Location
- 3rd Floor, 1101 - 5 Street Nisku, Alberta, Canada Canada

District information
- Superintendent: Michael Borgfjord
- Chair of the board: Devonna Klaassen
- Schools: 32

Students and staff
- Students: 13,000+
- Teachers: 720
- Staff: 634

Other information
- Website: www.blackgold.ca

= Black Gold Regional Division No. 18 =

School district in Alberta, Canada

Black Gold School Division is a public school authority in Central Alberta, Canada, headquartered in Nisku.

== Size ==
Black Gold School Division (BGSD) is the 7th largest public school division in Alberta with approximately 13,000 students in 32 schools. Formed in 1995, BGSD serves Leduc County, and several municipalities within it, including Beaumont, Calmar, Devon, the city of Leduc, Thorsby, and Warburg.

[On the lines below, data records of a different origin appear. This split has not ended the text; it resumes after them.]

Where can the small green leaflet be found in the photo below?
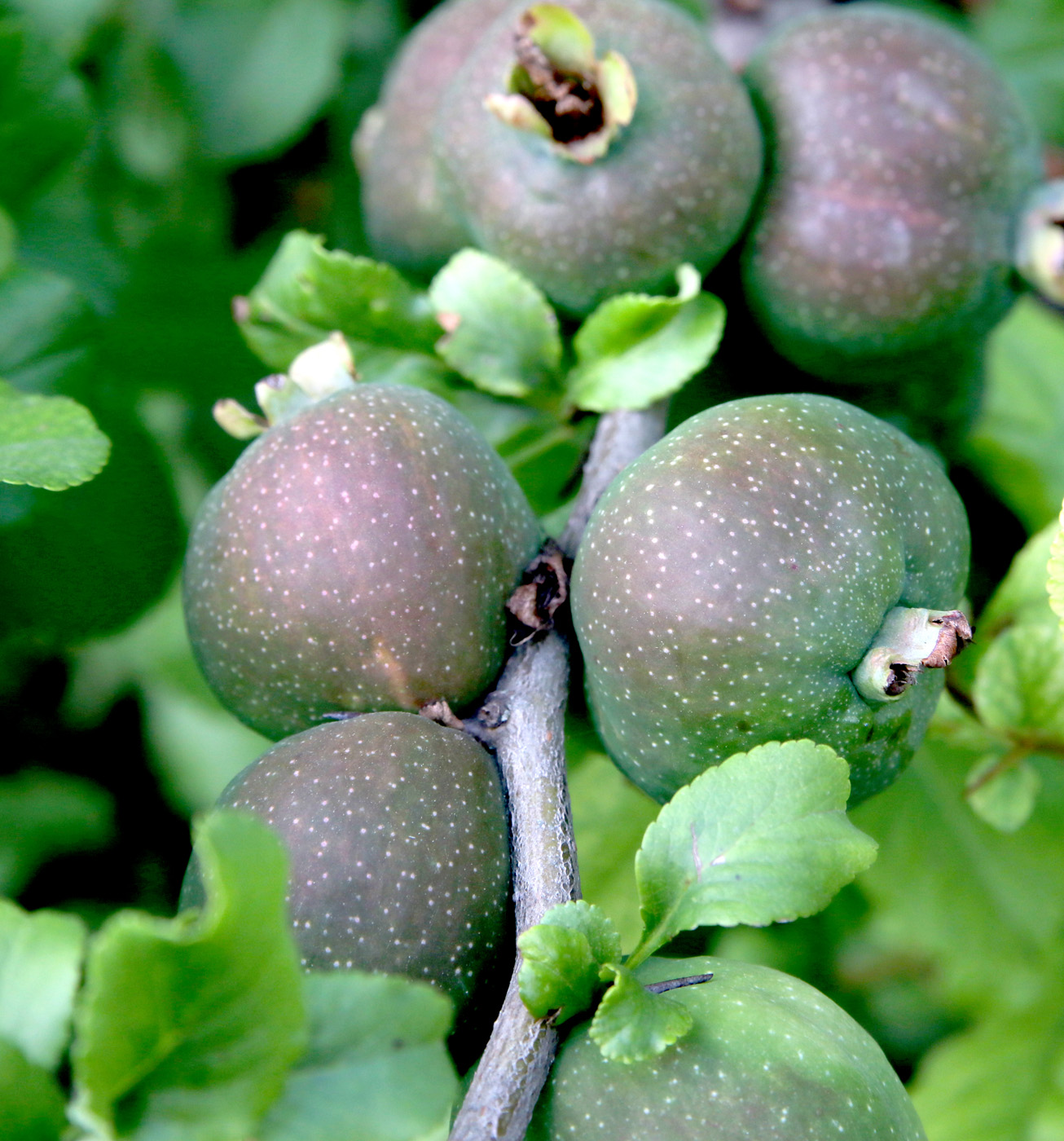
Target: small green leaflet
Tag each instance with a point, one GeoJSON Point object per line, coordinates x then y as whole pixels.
{"type": "Point", "coordinates": [376, 1066]}
{"type": "Point", "coordinates": [761, 839]}
{"type": "Point", "coordinates": [48, 442]}
{"type": "Point", "coordinates": [632, 1024]}
{"type": "Point", "coordinates": [635, 350]}
{"type": "Point", "coordinates": [1056, 573]}
{"type": "Point", "coordinates": [1003, 791]}
{"type": "Point", "coordinates": [187, 1027]}
{"type": "Point", "coordinates": [40, 969]}
{"type": "Point", "coordinates": [308, 293]}
{"type": "Point", "coordinates": [562, 958]}
{"type": "Point", "coordinates": [1020, 685]}
{"type": "Point", "coordinates": [501, 333]}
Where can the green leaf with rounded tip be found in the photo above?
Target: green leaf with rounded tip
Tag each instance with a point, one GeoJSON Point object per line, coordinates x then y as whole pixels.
{"type": "Point", "coordinates": [1004, 795]}
{"type": "Point", "coordinates": [1055, 584]}
{"type": "Point", "coordinates": [187, 1027]}
{"type": "Point", "coordinates": [596, 927]}
{"type": "Point", "coordinates": [562, 958]}
{"type": "Point", "coordinates": [31, 1101]}
{"type": "Point", "coordinates": [1015, 444]}
{"type": "Point", "coordinates": [762, 838]}
{"type": "Point", "coordinates": [376, 1068]}
{"type": "Point", "coordinates": [558, 971]}
{"type": "Point", "coordinates": [632, 1024]}
{"type": "Point", "coordinates": [48, 442]}
{"type": "Point", "coordinates": [1020, 685]}
{"type": "Point", "coordinates": [40, 970]}
{"type": "Point", "coordinates": [308, 293]}
{"type": "Point", "coordinates": [635, 350]}
{"type": "Point", "coordinates": [502, 333]}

The division provides education from pre-kindergarten to grade 12, and offers second language instruction, Career and Technology Studies (CTS) programs, as well as specialized support and disabilities services.

Approximately 720 teachers and 634 support staff are employed by the division.

== Governance ==
The Board of Trustees of Black Gold School Division is composed of seven trustees, elected as follows, according to Bylaw No. 1-95: one from the Town of Beaumont, one from the town of Devon, two from the city of Leduc, and three from subdivisions of the remainder of Leduc County.

The Board of Trustees provide overall direction and leadership to the School Division, and is accountable for the provision of appropriate educational services and programs to resident students in keeping with the requirements of government legislation and the values of voters.

== French immersion ==
Black Gold School Division offers Early French Immersion in its Beaumont and Leduc schools with the objective of providing full mastery of the English language, functional fluency in French, as well as an understanding and appreciation of Francophone culture (including that of the Franco-Albertans). Early immersion means that students begin their immersion experience in Kindergarten or Grade 1 and continue in the program to Grade 12.